You can do projects in groups of 2-3. You are free to choose any topic which explores the research issues associated with using a cluster of commodity workstations as a viable high-performance parallel platform. I am trying to arrange for access to both a scalable parallel machine and a cluster of workstations which can be used for running experiments.

A one-page writeup describing the project idea and completion plan is due by 9:00pm, March 3, 1998 (Lecture 7). Project presentations are scheduled for Lectures 13 and 14. The final report is due by 6:00pm, May 5, 1998 and should be 15-20 pages long in conference style (e.g., consisting of an abstract, intro/motivation, background, approach/solution, analysis/discussion, related work, and conclusions).
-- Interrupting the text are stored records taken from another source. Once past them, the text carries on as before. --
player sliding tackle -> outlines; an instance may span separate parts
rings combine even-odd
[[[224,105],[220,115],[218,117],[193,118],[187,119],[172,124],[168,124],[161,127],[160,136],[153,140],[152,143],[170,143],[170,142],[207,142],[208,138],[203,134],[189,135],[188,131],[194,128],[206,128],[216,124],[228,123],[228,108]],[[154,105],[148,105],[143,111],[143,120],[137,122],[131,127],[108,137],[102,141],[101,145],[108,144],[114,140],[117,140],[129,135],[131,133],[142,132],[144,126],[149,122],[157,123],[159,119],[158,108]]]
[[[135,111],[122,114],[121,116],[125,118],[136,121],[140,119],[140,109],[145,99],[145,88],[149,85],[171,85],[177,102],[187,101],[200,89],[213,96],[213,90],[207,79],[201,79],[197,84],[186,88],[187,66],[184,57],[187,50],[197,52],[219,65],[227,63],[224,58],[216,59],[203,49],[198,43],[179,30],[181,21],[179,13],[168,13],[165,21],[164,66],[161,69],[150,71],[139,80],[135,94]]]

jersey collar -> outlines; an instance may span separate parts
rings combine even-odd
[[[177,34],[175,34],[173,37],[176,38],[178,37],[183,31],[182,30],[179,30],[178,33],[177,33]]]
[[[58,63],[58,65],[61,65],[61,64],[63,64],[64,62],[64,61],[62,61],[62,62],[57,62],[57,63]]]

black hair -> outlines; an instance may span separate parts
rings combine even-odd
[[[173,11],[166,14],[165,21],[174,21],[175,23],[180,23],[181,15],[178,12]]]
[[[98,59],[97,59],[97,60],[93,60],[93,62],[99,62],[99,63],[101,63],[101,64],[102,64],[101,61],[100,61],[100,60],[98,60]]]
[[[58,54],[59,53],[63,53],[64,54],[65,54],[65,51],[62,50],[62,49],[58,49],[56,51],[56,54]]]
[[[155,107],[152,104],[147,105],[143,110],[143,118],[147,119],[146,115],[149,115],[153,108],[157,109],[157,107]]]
Some project ideas are described below:

  1. Characterizing application sensitivity to performance differences between custom parallel machines and clusters. This study can be performed using a suite of scientific or commercial benchmarks, or one or two large-scale applications, and would quantify how the performance of these applications is affected by differences in communication overhead and latency, as well as coordinated scheduling.
  2. Porting standard messaging layers (e.g., MPI) or distributed shared memory systems (e.g., CRL, Shasta) to a cluster environment, and evaluating their performance.
  3. Exploring new techniques for overcoming the disadvantages of high communication overheads in a cluster environment. Examples include developing techniques which would schedule communication operations in advance of where they are actually required, and developing application-specific distributed shared memory protocols. The expectation here is that you would build upon an existing system, and demonstrate the incremental benefit of your ideas.
  4. Exploring the use of alternate processor-network interfaces for clusters (e.g., one which supports responsive communication operations such as put/get, instead of just send/receive), and simulating/measuring their performance advantages.
  5. Designing a "killer app" which can benefit from the cost, performance, scalability, and high availability of a cluster environment (Inktomi started off as a class project at Berkeley).